D’après un haut responsable d’une entreprise canadienne spécialisée dans les interventions post-marées noires, « il n’existe, à l’heure actuelle, aucune solution ou méthode qui nous permettrait de récupérer du pétrole en cas de marée noire en Arctique ».
– Températures glaciales, conditions climatiques extrêmes et éloignement géographique constituent de sérieux obstacles aux interventions de dépollution.
– D’après les estimations de l’agence américaine Minerals Management Service, les blocs de concession situés dans l’océan Arctique ou à proximité de l’Alaska ont une chance sur cinq d’être à l’origine d’une marée noire importante au cours de leur durée d’exploitation.
– Au cours des dernières années, les dangers liés aux icebergs ont augmenté car plusieurs grands glaciers du Groenland ont commencé à se désintégrer en raison des changements climatiques. Il est probable que certains de ces icebergs soient trop gros pour être remorqués hors du passage des appareils de forage. En d’autres termes, les plateformes elles-mêmes devront être retirées à brève échéance.

L’exploitation minière dans le grand Nord canadien qui a été lancée en grande pompe par le gouvernement canadien est tout sauf « durable ». D’après des témoignages relevés dans le Soir du vendredi 13 mai, c’est « Germinal au pays des caribous ». On assiste à des destructions de villages entiers sans le consentement des populations, à des pollutions graves et des atteintes à la santé.

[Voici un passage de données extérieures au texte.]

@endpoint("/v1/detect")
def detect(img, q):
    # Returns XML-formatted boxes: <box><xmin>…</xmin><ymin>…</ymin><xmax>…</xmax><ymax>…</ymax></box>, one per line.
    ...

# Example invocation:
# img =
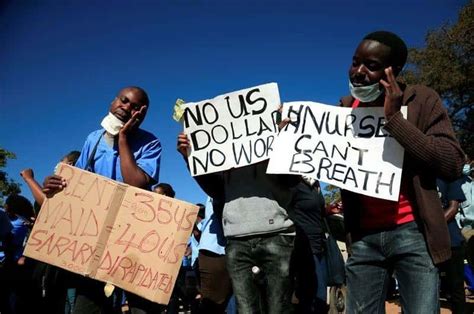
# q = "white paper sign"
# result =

Notre résolution doit s’intégrer dans une mobilisation internationale en faveur d’une protection de l’Arctique. Le parlement européen nous a précédés en votant le 11 janvier dernier une résolution, mais la nôtre va plus loin en demandant « l’instauration rapide d’un moratoire sur toute l’activité d’exploration et toute expansion des activités d’extraction des ressources minérales en région arctique, à tout le moins dans les zones maritimes ».
Nos diplomates, nos experts et scientifiques doivent aujourd’hui défendre cet objectif en concertation avec les Etats membres de l’Union européenne, et au-delà auprès des pays réunis dans le Conseil de l’Arctique.
La conférence qui s’est tenue la semaine dernière à Nuuk a abouti à un engagement de secours mutuel en cas de détresse dans les zones maritimes. Les points litigieux ont été laissés de côté.
Il est urgent d’intervenir à tous niveaux pour sauver l’Arctique d’une exploitation largement trop risquée.

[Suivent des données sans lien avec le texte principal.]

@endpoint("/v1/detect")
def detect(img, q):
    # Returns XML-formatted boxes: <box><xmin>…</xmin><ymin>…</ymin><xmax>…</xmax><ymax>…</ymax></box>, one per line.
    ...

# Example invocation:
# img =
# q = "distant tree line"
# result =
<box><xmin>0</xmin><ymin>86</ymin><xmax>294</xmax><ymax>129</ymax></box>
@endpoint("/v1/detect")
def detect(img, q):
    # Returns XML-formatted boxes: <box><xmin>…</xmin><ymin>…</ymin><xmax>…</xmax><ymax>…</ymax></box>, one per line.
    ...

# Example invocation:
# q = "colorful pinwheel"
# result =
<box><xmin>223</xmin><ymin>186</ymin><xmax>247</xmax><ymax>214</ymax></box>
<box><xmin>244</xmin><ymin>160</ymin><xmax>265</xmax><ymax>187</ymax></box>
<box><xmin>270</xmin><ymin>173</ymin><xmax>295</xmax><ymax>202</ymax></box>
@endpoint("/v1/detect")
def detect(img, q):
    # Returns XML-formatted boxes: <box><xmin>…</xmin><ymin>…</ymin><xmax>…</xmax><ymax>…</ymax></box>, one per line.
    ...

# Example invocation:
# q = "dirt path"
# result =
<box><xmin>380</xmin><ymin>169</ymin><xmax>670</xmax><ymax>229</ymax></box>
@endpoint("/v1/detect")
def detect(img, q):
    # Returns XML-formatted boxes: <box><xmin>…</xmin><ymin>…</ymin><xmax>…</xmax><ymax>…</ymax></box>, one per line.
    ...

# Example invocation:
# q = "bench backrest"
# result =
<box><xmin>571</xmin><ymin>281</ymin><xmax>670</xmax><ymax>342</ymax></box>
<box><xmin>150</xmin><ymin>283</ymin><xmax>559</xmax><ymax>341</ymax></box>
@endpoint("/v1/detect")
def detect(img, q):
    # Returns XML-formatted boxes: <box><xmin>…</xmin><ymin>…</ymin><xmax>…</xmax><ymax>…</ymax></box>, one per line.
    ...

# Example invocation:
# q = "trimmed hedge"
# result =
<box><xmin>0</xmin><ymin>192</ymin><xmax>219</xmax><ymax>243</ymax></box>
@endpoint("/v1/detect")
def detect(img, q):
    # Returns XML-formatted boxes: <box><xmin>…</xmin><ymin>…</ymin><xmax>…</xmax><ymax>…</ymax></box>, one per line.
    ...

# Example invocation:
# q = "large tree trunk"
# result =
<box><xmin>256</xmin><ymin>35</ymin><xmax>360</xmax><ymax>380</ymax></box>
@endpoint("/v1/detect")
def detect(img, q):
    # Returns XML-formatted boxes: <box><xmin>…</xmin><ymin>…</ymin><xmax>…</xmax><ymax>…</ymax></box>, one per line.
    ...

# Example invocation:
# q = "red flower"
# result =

Pour conclure, je vous incite à prendre connaissance du livre d’Isabelle Stengers, philosophe à l’ULB, « Au temps des catastrophes, résister à la barbarie qui vient ». Elle nous invite à sortir de la rage de l’impuissance grâce à l’anticipation des accidents écologiques à venir. « Faire attention, dit elle, demande le contraire de l’anesthésie, le courage de l’imagination, la capacité d’envisager le possible improbable ».

Enfin, je tiens à remercier le président de la Commission des relations extérieures, Monsieur de Donnéa, pour son investissement et son soutien dans ce dossier.